Exil fiscal en Belgique - Panorama de la fiscalité belge

La Belgique attire de nombreux contribuables français chaque année, l’absence d’impôt sur la fortune est le principal argument pour les candidats à l’exil fiscal. En attendant la réforme fiscale de l'ISF 2011/2012, nous revenons sur les principales caractéristiques de la fiscalité belge (Impôt sur le revenu, donation, succession, plus-value…).

» Impôt sur le revenu belge
Contrairement à ce que l’on pourrait penser l’impôt sur le revenu belge est plus élevé qu’en France. En effet, si le barème est progressif comme en France, les tranches sont moins hautes et surtout la tranche marginale s’établit à 50% (vs 41% en France).

En sus de l’impôt national s’ajoute la taxe locale appelée « centimes communaux ». La variation peut être importante en fonction des communes de 6 à 8% de l’impôt sur le revenu.

Impôt sur le revenu en Belgique
Barème fiscal 2011

Revenu imposable Taux d'imposition (%)
Inférieur à 7 900 € 25 %
de 7 900 € à 11 240 € 30 %
de 11 240 € à 18 730 € 40 %
de 18 730 € à 34 330 € 45 %
supérieur à 34 330 € 50 %

» Absence d'impôt sur la fortune
Si la Belgique attire certains contribuables français cela relève principalement de l’absence d’ISF. Pour les patrimoines importants, l’économie d’ISF (qui atteignait jusqu’à 1,8% en tranche marginale) peut se révéler à elle seule suffisante pour quitter le territoire.

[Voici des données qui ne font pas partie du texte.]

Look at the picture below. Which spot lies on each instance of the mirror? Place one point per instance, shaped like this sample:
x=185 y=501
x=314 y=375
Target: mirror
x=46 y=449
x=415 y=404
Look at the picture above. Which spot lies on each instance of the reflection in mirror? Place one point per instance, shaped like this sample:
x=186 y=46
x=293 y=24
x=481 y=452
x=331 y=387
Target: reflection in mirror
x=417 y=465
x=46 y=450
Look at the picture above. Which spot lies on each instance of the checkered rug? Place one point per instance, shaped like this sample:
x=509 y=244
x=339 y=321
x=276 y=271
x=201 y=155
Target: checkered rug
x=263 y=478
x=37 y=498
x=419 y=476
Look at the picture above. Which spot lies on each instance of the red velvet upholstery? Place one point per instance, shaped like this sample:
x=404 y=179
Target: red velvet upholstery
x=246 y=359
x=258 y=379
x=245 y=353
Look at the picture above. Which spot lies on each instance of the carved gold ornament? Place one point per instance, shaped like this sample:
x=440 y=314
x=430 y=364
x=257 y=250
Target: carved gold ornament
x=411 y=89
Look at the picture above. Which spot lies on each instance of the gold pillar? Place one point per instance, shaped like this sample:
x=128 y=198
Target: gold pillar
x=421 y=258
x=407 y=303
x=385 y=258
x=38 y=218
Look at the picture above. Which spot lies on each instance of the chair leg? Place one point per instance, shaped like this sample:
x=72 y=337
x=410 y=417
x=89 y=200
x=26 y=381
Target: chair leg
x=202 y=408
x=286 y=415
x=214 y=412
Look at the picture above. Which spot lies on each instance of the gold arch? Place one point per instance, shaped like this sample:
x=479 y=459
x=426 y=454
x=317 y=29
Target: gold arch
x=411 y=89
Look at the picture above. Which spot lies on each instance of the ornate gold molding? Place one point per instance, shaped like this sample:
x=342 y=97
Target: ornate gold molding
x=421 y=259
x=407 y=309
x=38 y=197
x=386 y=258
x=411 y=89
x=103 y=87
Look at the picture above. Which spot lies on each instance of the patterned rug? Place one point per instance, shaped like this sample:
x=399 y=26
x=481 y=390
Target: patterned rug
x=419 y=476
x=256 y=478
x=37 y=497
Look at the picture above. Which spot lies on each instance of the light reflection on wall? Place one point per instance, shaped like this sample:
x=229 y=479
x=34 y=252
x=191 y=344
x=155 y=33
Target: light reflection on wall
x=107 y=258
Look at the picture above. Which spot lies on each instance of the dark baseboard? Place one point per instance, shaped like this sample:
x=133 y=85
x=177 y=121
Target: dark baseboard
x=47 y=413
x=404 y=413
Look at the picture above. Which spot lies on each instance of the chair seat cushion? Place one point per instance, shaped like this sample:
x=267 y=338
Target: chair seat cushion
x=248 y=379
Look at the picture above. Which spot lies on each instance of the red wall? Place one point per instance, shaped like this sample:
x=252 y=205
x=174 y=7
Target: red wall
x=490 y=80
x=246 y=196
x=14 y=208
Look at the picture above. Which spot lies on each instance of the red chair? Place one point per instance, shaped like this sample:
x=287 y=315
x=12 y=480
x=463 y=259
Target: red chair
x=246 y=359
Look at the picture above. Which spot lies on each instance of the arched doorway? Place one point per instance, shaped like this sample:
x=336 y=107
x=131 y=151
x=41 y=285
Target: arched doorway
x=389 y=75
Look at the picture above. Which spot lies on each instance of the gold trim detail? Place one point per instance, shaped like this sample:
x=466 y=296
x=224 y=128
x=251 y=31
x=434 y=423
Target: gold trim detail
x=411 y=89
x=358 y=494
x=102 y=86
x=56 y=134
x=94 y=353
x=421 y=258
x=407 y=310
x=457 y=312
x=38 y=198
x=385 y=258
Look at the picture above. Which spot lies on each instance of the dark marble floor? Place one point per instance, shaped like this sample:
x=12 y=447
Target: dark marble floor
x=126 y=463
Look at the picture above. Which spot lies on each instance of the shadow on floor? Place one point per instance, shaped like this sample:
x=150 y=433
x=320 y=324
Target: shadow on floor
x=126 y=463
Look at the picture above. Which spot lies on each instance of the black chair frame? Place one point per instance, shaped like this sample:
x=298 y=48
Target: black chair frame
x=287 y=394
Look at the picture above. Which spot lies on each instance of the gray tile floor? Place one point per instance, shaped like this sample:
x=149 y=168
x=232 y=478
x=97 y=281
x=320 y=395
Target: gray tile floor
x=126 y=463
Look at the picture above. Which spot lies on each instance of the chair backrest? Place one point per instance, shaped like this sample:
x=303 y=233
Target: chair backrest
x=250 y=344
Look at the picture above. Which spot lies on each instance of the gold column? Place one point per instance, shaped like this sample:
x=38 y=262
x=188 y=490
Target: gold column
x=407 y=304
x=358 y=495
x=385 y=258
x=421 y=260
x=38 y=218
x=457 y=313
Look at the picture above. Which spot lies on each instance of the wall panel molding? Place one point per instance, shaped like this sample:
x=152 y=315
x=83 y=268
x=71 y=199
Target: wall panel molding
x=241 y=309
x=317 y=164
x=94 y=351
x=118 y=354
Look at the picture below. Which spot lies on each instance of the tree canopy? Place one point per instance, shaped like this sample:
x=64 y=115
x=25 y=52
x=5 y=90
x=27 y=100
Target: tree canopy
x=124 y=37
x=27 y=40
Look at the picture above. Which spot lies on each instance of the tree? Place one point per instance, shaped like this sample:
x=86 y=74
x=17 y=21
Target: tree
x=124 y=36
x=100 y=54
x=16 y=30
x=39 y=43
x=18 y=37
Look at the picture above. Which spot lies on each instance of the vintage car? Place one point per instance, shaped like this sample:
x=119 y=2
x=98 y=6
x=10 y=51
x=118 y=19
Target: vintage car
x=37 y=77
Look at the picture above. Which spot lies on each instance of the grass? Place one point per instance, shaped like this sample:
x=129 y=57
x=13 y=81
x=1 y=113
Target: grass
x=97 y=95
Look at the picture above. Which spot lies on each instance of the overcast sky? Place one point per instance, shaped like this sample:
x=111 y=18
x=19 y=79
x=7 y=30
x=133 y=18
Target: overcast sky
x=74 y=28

Nous évoquons ici de patrimoines supérieurs à 8/10 M€, seuil à partir duquel l'exil fiscal se révèle fiscalement avantageux.

» Non imposition des plus-values sur titres
Voici également un avantage très apprécié par les exilés fiscaux, la Belgique n’impose pas les plus-values sur actions lorsqu’elles sont réalisées dans le cadre d’une gestion normale du patrimoine privé. Cette notion n’est pas définie par la loi, on se réfère donc au patrimoine détenu et à l’opération réalisée pour définir ou non s’il s’agit d’une gestion normale du patrimoine privé.

Si la cession n’est pas considérée comme un acte normal de gestion du patrimoine privé, les plus-values sur actions sont imposables dans la catégorie des revenus divers au taux de 33% ou de 16,5% s’il s’agit d’une cession de participation importante.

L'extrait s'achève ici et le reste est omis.